その頃パステルの町では、レヌス川で漁をしていた船から緊急の連絡が入り、大騒ぎになっていました。
「なに!敵国の船団がこちらに向かっているだと!?」
「急いで赤色の狼煙を上げろ!」
「そして、町中に緊急事態発生の報告をするのだ!」
「急いで港の封鎖を始めるぞ!」
副ギルドマスターのサントスの指示で、ギルドの冒険者達は大慌てて任務の遂行に当たります。
「くそっ!主力がいない事を、敵に知られたようだな!」
サントスは苦々しい顔で、次々と冒険者たちに指示を出していきます。
そして港ではギルドの指示の元、町中総出で港に防壁を作る作業を急ピッチで進めています。
唯一の救いは、町の周辺には川に棲む魔物の襲撃を防ぐために、港以外の沿岸には堅固な防壁が備わっていた事です。
「副ギルドマスター!大変な事になりやしたねぇ!」
モヒカン刈りのレプロが、心配そうにサントスに声をかけました。
「まぁに、そう心配する事は無い!」
「少し時間を稼げば、すぐに仲間が駆けつけてくる!」
「それまでの辛抱だよ!」
「お前も、遠慮せずに思いっきり暴れていいぞ!」
「へい!了解です!」
そう言うと、防壁作りの手伝いに走って行きました。
パステルの町で大変な騒ぎになっていた時、フレディア達はフロイドのバスケットに乗ってお弁当を食べていました。

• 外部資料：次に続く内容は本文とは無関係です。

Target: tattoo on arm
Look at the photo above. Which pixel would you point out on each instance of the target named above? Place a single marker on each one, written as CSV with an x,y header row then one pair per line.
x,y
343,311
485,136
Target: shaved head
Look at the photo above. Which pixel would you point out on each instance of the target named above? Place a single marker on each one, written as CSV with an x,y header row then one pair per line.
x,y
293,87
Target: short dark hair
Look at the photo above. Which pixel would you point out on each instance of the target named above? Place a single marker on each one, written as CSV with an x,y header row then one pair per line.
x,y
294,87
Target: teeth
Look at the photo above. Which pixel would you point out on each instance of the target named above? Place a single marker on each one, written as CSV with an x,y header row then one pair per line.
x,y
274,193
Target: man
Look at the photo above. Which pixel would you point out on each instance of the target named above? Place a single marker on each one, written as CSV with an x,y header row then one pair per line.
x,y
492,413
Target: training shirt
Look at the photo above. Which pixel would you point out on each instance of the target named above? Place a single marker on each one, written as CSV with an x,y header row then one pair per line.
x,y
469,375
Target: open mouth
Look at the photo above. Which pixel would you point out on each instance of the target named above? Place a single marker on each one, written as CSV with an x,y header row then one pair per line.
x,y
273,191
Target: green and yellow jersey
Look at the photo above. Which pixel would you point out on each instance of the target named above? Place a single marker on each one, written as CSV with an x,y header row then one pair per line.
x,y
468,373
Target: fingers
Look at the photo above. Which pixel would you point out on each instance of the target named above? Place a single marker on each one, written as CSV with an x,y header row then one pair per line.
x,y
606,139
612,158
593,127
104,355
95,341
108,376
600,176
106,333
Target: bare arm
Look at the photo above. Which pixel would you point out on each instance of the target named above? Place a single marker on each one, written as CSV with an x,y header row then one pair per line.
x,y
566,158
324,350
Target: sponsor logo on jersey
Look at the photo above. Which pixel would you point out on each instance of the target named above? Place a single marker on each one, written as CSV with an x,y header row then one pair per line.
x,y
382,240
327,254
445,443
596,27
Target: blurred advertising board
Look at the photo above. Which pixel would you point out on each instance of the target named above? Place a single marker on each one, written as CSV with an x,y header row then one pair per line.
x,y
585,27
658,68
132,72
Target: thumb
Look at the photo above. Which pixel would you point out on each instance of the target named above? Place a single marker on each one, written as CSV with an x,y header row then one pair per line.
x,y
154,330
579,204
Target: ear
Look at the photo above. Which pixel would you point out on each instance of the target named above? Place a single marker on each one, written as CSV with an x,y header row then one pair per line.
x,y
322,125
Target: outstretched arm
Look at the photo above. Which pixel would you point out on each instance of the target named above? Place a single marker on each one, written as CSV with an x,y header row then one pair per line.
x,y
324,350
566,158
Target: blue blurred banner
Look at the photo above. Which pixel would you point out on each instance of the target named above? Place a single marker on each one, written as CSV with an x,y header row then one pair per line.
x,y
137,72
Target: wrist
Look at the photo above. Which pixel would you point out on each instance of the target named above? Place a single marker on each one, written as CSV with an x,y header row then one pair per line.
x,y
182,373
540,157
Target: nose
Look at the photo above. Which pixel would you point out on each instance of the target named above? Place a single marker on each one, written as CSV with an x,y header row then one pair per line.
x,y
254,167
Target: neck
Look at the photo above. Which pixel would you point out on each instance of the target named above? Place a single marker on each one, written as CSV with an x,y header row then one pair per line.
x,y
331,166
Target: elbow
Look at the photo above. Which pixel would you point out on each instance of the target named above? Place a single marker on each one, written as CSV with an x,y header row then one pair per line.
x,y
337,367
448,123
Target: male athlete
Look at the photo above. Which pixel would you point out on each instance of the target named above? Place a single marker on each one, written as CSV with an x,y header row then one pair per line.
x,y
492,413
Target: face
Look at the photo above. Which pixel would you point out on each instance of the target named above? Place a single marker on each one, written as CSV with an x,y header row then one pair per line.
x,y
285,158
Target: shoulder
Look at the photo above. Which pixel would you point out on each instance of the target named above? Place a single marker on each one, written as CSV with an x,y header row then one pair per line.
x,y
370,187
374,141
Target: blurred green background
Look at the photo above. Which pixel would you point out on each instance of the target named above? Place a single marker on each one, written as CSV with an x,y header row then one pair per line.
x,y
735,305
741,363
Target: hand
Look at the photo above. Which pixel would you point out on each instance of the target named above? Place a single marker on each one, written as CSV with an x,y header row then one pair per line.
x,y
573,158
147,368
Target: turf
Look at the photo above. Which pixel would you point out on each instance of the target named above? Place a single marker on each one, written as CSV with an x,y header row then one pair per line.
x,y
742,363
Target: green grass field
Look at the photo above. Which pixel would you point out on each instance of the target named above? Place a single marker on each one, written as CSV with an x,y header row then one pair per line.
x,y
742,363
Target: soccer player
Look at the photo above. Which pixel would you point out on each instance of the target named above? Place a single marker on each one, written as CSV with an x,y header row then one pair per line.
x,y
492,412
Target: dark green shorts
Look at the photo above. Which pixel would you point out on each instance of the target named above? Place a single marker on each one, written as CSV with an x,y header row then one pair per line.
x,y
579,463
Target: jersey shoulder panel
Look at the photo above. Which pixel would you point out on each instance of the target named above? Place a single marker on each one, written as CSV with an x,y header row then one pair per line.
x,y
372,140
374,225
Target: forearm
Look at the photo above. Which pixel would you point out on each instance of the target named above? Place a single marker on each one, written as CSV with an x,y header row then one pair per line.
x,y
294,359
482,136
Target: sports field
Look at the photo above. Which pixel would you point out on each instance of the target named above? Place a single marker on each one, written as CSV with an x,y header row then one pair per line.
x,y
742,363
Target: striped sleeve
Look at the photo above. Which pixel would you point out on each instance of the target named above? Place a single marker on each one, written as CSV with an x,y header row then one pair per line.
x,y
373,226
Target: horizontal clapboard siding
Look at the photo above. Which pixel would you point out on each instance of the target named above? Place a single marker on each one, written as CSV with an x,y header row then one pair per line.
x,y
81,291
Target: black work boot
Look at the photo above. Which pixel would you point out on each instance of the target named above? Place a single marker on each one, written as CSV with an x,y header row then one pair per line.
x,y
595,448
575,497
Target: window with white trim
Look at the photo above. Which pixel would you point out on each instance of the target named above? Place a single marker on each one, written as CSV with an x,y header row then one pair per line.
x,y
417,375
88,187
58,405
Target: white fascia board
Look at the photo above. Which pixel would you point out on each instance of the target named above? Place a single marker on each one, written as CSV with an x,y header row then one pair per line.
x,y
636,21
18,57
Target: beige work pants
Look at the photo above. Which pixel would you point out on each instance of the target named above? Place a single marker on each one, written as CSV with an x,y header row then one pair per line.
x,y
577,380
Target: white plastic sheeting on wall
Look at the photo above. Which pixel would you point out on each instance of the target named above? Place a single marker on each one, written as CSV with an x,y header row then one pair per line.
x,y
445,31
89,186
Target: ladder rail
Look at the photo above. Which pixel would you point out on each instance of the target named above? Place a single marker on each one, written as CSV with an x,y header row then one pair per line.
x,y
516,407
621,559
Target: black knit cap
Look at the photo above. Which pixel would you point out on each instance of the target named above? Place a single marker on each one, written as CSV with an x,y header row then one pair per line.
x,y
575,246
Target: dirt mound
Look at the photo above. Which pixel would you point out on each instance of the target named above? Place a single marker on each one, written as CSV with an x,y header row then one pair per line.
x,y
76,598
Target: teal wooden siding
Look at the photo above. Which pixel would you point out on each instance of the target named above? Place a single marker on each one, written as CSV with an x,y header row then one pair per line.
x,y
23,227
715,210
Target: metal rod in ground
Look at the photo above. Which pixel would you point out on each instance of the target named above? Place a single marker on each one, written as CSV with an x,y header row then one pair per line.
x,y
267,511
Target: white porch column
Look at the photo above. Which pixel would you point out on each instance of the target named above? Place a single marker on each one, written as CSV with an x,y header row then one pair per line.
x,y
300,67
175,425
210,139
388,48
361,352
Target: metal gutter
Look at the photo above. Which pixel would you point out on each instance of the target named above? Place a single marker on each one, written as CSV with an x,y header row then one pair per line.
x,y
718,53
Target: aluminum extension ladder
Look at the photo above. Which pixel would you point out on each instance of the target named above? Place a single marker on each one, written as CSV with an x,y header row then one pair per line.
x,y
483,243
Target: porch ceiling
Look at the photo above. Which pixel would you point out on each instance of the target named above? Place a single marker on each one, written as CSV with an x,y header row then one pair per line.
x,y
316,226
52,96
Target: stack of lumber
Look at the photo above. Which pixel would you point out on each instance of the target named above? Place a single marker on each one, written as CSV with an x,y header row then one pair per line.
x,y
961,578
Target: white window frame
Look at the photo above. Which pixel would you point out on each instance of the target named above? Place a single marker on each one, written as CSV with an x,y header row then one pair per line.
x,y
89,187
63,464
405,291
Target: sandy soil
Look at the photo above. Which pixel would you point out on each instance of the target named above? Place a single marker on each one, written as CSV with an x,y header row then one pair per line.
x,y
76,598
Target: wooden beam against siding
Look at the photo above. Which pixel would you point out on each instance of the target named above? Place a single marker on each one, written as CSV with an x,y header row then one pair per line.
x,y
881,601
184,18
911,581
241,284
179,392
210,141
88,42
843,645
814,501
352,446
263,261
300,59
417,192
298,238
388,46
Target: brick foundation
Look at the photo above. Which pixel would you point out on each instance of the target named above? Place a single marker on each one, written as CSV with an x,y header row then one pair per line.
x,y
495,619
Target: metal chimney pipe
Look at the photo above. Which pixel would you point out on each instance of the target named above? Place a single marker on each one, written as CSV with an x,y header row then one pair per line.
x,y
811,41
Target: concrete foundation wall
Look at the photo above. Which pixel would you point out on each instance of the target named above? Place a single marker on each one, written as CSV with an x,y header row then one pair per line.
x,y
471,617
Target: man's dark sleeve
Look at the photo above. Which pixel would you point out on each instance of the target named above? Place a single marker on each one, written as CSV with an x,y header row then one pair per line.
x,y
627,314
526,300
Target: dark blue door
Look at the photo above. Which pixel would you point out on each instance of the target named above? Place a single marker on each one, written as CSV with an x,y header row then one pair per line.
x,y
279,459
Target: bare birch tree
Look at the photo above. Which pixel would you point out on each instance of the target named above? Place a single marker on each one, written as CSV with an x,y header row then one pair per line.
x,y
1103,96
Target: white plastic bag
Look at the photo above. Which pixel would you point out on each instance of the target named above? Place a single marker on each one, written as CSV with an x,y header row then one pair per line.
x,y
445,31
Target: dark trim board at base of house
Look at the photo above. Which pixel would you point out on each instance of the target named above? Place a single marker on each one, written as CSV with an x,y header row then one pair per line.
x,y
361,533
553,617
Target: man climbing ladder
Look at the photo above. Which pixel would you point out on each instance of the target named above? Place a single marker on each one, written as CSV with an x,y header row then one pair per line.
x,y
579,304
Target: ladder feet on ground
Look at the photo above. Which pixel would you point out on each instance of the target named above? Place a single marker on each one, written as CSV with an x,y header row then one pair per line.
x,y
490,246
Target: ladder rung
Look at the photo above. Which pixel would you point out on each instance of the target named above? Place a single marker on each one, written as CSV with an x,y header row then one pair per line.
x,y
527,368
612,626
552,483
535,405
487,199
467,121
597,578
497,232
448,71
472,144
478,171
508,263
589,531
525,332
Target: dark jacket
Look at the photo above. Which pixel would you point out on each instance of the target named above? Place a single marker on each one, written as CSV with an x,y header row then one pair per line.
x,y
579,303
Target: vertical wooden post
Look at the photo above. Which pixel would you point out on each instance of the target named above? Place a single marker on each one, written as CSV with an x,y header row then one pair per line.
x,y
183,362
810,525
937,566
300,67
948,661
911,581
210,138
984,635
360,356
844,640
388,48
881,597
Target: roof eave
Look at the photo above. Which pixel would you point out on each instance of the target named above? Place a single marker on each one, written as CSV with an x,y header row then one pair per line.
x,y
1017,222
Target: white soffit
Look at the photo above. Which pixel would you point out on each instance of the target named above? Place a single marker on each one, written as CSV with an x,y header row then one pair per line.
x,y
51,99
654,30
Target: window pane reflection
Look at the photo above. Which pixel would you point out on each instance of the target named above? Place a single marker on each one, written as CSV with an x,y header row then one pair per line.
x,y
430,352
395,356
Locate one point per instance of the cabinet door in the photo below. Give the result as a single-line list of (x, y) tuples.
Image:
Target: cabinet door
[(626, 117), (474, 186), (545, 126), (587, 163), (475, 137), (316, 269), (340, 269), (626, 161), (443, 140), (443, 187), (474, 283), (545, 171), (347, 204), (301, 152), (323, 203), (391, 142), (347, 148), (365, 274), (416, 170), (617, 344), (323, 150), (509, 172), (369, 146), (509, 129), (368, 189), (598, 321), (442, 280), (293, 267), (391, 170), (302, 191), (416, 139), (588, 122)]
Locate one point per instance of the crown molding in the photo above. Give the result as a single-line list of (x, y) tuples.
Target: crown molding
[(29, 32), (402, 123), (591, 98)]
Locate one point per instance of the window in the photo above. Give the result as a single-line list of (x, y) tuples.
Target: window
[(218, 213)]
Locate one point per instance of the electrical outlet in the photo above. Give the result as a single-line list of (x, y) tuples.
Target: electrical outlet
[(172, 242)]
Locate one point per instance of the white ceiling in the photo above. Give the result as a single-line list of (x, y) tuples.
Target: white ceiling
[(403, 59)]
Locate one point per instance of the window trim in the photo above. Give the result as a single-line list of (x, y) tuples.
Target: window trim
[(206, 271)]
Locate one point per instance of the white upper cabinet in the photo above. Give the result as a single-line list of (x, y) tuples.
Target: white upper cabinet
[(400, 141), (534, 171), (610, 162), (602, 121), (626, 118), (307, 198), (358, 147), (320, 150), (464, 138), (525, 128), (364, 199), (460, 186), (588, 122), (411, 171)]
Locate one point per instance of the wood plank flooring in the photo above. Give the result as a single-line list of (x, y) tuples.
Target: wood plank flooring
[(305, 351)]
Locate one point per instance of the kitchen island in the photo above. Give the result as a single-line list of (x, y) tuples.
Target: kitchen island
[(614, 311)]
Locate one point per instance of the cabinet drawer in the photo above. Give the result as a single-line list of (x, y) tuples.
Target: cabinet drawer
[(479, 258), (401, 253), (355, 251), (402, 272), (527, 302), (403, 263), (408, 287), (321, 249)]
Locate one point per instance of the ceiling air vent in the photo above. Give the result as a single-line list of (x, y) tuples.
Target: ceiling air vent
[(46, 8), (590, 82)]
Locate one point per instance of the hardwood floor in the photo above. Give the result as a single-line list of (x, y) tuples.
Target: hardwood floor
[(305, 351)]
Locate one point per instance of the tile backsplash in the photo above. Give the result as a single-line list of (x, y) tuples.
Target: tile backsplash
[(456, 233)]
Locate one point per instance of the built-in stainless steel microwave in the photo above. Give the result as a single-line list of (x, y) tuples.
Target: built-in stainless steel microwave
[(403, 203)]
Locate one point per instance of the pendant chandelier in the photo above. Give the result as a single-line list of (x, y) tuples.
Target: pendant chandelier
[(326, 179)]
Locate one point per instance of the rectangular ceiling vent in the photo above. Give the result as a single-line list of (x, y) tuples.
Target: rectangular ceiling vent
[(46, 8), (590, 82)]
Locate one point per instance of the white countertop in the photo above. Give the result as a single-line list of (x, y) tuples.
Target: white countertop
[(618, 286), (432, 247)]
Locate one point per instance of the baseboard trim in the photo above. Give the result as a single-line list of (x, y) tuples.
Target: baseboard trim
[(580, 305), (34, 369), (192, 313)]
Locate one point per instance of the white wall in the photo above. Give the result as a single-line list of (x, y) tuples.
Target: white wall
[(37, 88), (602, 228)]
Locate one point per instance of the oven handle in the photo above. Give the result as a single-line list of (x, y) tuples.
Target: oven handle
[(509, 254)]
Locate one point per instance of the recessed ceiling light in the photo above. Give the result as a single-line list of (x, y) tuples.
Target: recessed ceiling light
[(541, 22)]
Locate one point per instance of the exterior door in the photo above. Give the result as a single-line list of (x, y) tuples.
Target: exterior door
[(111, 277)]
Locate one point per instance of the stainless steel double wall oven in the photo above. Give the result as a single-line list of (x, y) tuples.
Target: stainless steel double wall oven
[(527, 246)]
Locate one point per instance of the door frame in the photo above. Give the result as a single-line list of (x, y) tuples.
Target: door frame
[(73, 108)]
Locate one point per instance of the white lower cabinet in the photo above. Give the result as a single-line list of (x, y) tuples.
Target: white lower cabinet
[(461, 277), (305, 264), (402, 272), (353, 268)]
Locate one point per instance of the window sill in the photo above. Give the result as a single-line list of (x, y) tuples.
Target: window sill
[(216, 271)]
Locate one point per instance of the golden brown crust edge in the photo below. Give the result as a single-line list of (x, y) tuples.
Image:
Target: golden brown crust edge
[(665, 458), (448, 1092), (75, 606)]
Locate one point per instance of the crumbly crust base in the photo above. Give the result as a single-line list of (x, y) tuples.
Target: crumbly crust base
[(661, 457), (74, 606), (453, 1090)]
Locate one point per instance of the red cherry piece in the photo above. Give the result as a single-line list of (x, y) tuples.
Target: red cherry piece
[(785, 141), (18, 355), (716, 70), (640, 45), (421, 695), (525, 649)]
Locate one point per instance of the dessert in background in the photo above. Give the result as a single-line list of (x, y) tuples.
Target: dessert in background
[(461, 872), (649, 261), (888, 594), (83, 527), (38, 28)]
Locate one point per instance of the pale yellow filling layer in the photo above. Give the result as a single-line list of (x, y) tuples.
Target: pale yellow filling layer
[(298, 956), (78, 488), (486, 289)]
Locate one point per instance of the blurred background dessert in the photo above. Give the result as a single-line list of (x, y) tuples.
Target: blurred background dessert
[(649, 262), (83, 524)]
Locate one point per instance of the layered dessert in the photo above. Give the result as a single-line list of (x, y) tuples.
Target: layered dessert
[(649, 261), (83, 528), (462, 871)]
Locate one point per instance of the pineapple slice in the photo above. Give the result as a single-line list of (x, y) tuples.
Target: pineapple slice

「やっぱり、ロックのお母さんの作ったお弁当はおいしいね!」
久しぶりにお弁当を食べたフレディアは、口いっぱいに頬張ってニコニコしています。
「うちも、こんなにおいしいお弁当を食べたんは初めてやわ!」
「それに、このクラーケンの形をした赤いウインナーが、めっちゃええやん!」
オリビアも嬉しそうにお弁当をパクパク食べています。
「この玉子焼きは本当に絶品ですわ!」
「わたくしもロックのお母様に作り方を教わって、ハンクに食べさせてあげたいですわ!」
「キャハハ!」
「わたしルナののろけばなし、初めて聞いたわ!」
「うむ、ルナよ、もっとのろけてもよいぞ!」
「まぁ、本当によろしいのですの?」
「パステルの町につくまで、ずっと聞かされ続けますわよ?」
「むっ、そ、それはちょっと困るのぉ・・・」
「キャハハ!」
「「「あっ、はっ、はっ、はっ・・・」」」
(いや、いまから戦場にいくんだよな?)
(何でそんなに楽しそうにしてられんだよ?!)
(緊張しているオレがバカみたいじゃん!)
(はぁ・・・)
(ギルドの入会試験のはずが、いきなり実戦だなんて・・・)
(ううっ・・・なんか、こわ~い・・・)
どうやらロックとシルヴィーの二人は、普通に緊張しているようですね。